Les frais d’électricité liés à l’élevage, lorsque le tapis chauffant fonctionne jour et nuit, s’élèvent à 17,88 EUR par an et constituent donc un investissement tout à fait rentable si vous élevez quelques mantes religieuses chez vous et que vous devez leur donner régulièrement des poissons-fournaise. À titre de comparaison, une boîte de grillons contenant environ 4 g de « poissons de four » coûte entre 3,50 et 4,00 EUR dans le commerce. Avec une boîte d’élevage comme celle présentée, vous pouvez élever entre 40 et 100 g de vers de terre par an. (Le prix moyen de l’électricité en 2017 s’élève à 29,16 centimes par kWh)
Comme les femelles aiment particulièrement pondre leurs œufs dans du coton, il est préférable d’y placer quelques boules de coton pour leur servir de substrat de ponte. Je déchire 4 à 5 disques de coton afin de leur offrir suffisamment d’endroits où pondre leurs œufs.
Alimentation :
Je ne donne pas de nourriture humide à mes animaux et je n’ai donc aucun problème d’acariens. Je leur donne exclusivement :
- Aliments en flocons à base de poisson
- son de blé
- levure de bière
- Aliment de démarrage pour poussins
Ils ne sont pas particulièrement difficiles et sont capables de faire quelque chose que personne d’autre, de la vache à la chenille, ne peut faire : digérer la cellulose. Cette substance est le principal composant des parois cellulaires végétales et se compose de centaines d’unités de sucre liées entre elles. Le tube digestif de la vache et de nombreux autres animaux abrite des bactéries qui décomposent la cellulose en ses composants individuels, la rendant ainsi assimilable par l’hôte. Les « petits poissons de four », en revanche, n’ont pas besoin d’aide pour décomposer la nourriture végétale. Ils produisent ce qui est habituellement réservé à certaines espèces de bactéries et de champignons : de la cellulase et des cellulases, des enzymes grâce auxquelles ils parviennent à traiter et à digérer la cellulose à longue chaîne. C’est pourquoi ils peuvent se nourrir de matières contenant de la cellulose, comme le coton ou encore le papier. Ainsi, lorsque la nourriture est épuisée, il n’y a pas lieu de céder immédiatement à la panique, car ils peuvent également se nourrir pendant un certain temps des cartons d’œufs que vous leur aurez apportés.
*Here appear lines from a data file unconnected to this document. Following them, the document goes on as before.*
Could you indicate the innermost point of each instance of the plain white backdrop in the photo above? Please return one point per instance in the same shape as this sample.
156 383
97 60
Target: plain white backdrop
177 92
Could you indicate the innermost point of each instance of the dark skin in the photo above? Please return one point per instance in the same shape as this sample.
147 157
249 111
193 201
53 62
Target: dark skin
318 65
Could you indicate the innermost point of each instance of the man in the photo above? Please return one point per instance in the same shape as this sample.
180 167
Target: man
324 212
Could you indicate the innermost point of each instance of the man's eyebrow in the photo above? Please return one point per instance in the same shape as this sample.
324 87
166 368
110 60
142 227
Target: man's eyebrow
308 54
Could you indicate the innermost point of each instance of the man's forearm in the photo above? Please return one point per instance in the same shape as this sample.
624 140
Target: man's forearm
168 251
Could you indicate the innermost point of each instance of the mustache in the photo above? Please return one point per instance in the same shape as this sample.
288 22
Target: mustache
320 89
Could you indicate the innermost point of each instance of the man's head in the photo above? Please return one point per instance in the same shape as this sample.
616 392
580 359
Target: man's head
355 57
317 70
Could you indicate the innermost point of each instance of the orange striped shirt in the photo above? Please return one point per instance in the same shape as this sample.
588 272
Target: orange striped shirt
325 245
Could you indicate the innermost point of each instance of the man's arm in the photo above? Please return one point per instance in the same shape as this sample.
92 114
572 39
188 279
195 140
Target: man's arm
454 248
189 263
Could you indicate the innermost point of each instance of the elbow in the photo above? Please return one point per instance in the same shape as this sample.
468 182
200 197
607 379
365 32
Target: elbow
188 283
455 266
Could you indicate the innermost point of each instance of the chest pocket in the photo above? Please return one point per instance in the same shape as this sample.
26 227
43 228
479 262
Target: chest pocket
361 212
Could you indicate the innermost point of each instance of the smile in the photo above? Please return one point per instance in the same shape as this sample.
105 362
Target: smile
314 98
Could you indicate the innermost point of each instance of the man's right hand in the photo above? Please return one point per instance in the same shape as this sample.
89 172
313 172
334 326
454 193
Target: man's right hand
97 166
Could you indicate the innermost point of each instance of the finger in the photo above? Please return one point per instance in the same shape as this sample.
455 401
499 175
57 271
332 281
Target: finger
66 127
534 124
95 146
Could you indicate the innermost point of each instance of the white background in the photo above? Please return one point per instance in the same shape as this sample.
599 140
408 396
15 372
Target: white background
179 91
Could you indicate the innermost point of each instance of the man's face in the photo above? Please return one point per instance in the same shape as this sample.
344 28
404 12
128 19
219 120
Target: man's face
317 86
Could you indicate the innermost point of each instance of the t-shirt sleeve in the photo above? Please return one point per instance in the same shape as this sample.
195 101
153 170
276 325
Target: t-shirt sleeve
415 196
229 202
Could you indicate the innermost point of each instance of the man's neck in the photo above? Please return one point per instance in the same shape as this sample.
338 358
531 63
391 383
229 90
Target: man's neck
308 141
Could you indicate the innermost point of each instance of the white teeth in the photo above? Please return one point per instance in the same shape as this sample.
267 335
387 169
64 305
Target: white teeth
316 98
Les poissons-fournaise s’hydratent exclusivement par l’air. Il est donc indispensable d’intégrer un récipient rempli d’eau dans la boîte d’élevage. Celui-ci doit être recouvert d’un bas en nylon ou d’un tissu afin qu’aucun poisson-fournaise ne puisse y pénétrer. Pour ma part, j’utilise un vase que je remplis d’eau avant de le placer dans la boîte d’élevage. J’obturai ensuite l’ouverture à l’aide d’un morceau de papier toilette. Attention, la population s’effondrera s’il n’y a pas d’eau à disposition !
L’humidité de l’air doit être suffisamment équilibrée pour qu’il n’y ait pas de condensation à l’intérieur de la boîte d’élevage. Dès que de la condensation se forme, les petits poissons-four se noient dedans et la nourriture commence rapidement à moisir. Il est facile d’y remédier en prévoyant une surface d’aération plus grande, qu’il est préférable de placer sur le dessus du couvercle.
Donner des petits poissons cuits au four
Dans le milieu des mantodés notamment, les poissons-fournaise sont devenus des proies incontournables. Ils ne représentent aucun danger pour les animaux dont vous vous occupez et, grâce à leur corps tendre, constituent un mets savoureux et facile à digérer. De par leur taille pouvant atteindre 12 mm, ils constituent également un maillon parfait entre l’alimentation à base de Drosophila hydei et celle à base de mouches dorées. Ils peuvent survivre pendant des semaines dans le terrarium et peuvent donc être conservés en réserve pour l’alimentation. Pour moi personnellement, les mouches de four constituent, après les drosophiles, l’un de mes principaux animaux nourriciers.